The challenge of Romans is a dangerous and beautiful one: how should you live among other people knowing that you are just as much of a sinner as them? How will you treat the people in your community knowing that none of you are inherently better or worse than the other? How will we live as people whose only hope is receiving forgiveness we don't deserve?

“For I am not ashamed of the gospel, for it is the power of God for salvation to everyone who believes, to the Jew first and also to the Greek. For in it the righteousness of God is revealed from faith for faith, as it is written, “The righteous shall live by faith.” (Romans 1:16-17 ESV)

By faith, we can begin again. By faith, we can believe that there is hope for broken people. By faith, we can see that life is not ultimately about which people God chooses to side with, but about which people choose to side with God. And when we see this gospel of a God who chose to give up his life to save humanity, of a God who is for everyone, we can only choose, by faith, to believe in the redemption that Jesus believed he could give to any and all people.

Romans is a book about a community of Christians that is struggling to get along. Paul explains how the gospel puts them all on the same level, and how they can live as a unified church before God and the world because of their shared status as sinners who have been justified. Humanity keeps messing things up and bringing wrath upon itself, but God's gospel demonstrates that he is doing the right thing for humanity in spite of ourselves.

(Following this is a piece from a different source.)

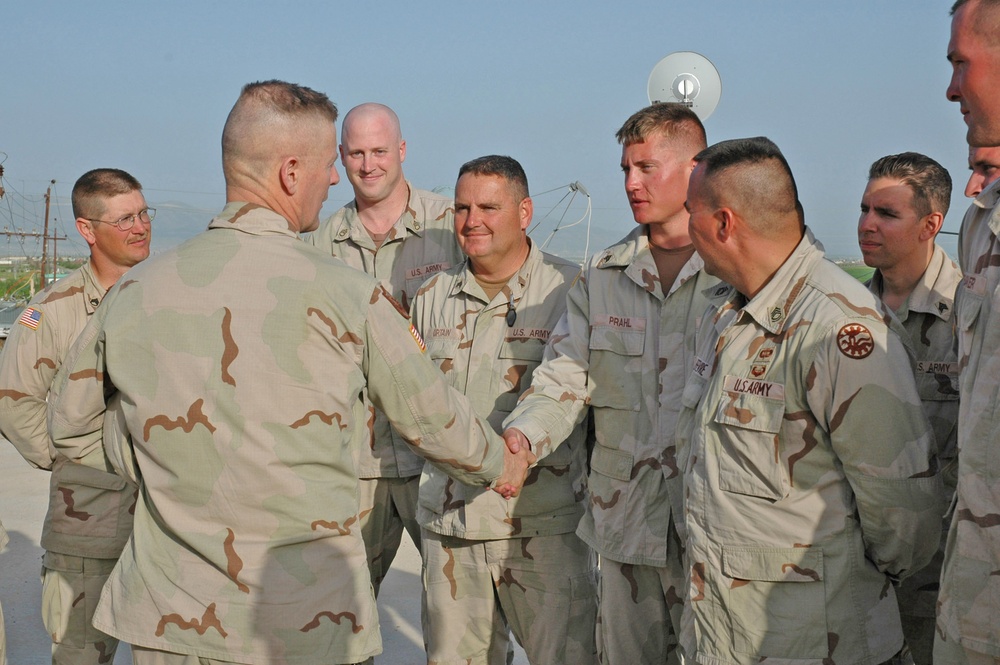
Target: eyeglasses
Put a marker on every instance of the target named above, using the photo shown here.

God is on no one's particular side. God is on everyone's side. Will you stand with him?


  • In Joshua 5:13-15, there is a strange encounter with the Angel of the Lord. When Joshua asks him if he's on the side of Israel, or Israel's enemies, the angel says neither, that God and the armies of heaven are on their own side. Read this passage. Does this mean that God doesn't care about human problems, or that what really matters is whether people choose to be on his side?

  • Romans 1:14 says that Paul is "obligated to both Greeks and non-Greeks." Who are people in your currently world who you feel are not your responsibility? Who do you not particularly care to help? Think about your life: has God given you a sign that he wants you to care more about these people?

  • Paul introduces his book with an important connection to another character - David. Read Romans 1:1-5. Why does Paul mention David here? Compare this scripture with 2 Samuel 7:1-16. What promise did God make to David about his descendants? How long would David's kingly dynasty last?

  • What does Jesus' identity as the descendant of David mean for Israel?

  • Read Genesis 22:15-18. What does God promise to Abraham? Does this apply only to Israel or to other nations? How does promise about "descendants" apply to Jesus, the promise God made to David, and Romans 1?

  • In Romans 1:18-32, Paul talks in detail about a certain type of sin and God's anger. Read the passage and answer the following questions:

  • According to verses 18, 24, 26, and 28, what is one way that God expresses his "wrath" or "anger" against sin? Would you describe this is "active" or "passive" on God's part? Is this more like active punishment or natural consequence?

  • Revisit Romans 1:16. Paul distinguishes between Jews and Gentiles receiving the gospel message. Do you think that the section from 1:8-32 is talking about problems among Jewish people who had the laws of the Torah, or about Gentile people who did not know the Old Testament or the God of Israel?

  • Are the sins described in 1:8-32 the worst sins possible, or are they just one example of how some people have sinned?